Probabilmente Vanderbilt aveva provato altre sensazioni. Aveva avuto paura. La sua morte era stata orribile, com'era giusto che fosse. Senza la paura era un'altra cosa.
Gieywolf sprofondava nell'abisso.
Tratteneva il fiato. Nonostante il tremendo dolore al ventre, voleva tenere il fiato il più a lungo possibile. Ma non perché credesse che ciò gli avrebbe allungato la vita. Quello era l'ultimo atto di volontà, di controllo. Sarebbe stato lui a determinare quando l'acqua gli sarebbe entrata nei polmoni.
Alicia era là sotto. Tutto quello che aveva voluto, quello che era stato importante per lui si trovava sott'acqua. Dunque era logico che pure lui seguisse quella strada. Era inevitabile.
Se nel tempo della tua vita sei stato un uomo buono, allora rinascerai come un'orca.

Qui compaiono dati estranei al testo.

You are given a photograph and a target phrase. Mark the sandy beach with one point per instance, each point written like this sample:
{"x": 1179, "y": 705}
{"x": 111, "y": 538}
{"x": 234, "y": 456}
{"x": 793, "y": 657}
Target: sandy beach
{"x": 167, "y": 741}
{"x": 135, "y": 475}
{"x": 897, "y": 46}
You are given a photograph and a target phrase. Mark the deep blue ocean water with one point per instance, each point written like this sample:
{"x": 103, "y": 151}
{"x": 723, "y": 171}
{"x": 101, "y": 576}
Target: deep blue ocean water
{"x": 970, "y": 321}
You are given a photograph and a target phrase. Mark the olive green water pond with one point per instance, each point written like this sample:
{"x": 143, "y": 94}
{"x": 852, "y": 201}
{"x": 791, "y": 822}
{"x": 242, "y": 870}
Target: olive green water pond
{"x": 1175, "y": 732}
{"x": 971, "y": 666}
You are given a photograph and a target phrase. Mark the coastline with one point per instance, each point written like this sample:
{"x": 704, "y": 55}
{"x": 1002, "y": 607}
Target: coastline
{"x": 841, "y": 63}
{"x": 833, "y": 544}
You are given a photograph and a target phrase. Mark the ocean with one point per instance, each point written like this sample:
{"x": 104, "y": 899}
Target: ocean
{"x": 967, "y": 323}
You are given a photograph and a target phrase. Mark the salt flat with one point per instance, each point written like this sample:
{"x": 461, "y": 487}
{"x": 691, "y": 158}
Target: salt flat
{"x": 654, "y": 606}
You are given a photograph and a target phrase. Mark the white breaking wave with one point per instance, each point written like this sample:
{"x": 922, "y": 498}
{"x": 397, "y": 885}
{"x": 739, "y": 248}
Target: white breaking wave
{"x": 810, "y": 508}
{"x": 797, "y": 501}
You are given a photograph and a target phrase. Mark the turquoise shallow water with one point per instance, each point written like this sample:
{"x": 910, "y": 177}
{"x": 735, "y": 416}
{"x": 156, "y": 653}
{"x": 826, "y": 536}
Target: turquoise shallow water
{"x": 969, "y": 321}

Vide un'ombra nera venire verso di lui. Un'altra la seguiva. Gli animali non gli prestarono attenzione. Già, pensò. Io sono amico vostro. Voi mi lasciate in pace. Naturalmente lui sapeva che il motivo per cui quegli animali non l'avevano visto era molto più prosaico. Quelle orche non erano amiche di nessuno. Da molto tempo non erano più loro stesse. Erano maltrattate da una specie che procedeva senza scrupoli, esattamente come gli uomini.
Ma anche quello si sarebbe rimesso a posto. Prima o poi. E il lupo grigio sarebbe diventato un'orca.
Poteva esserci un ultimo pensiero più bello?
Espirò.
Peak
«Ma è completamente impazzita?»
La voce di Peak risuonava tra le pareti della rampa. Judith Li procedeva in fretta davanti a lui. Cercò d'ignorare il dolore martellante alla caviglia e di tenere il passo della donna, che aveva buttato via il mitra e teneva in mano la pistola.
«Non mi dia sui nervi, Sal.» Judith Li si diresse verso la scaletta di boccaporto successiva. Salirono al livello immediatamente superiore, nel punto in cui sfociava il corridoio del settore segreto. Dal ventre della nave arrivavano tremiti e rimbombi sinistri. Il pavimento oscillava violentemente e si piegava, così furono costretti a fermarsi. Forse alcune paratie non avevano retto alla pressione dell'acqua. Nel frattempo, l'Independence si era sensibilmente inclinata e ciò li costrinse a percorrere il corridoio in salita. Dalla sala di controllo uscirono uomini e donne, che correvano verso di loro. Fissarono Judith Li in attesa di ordini, ma lei non li degnò di uno sguardo e continuò a camminare.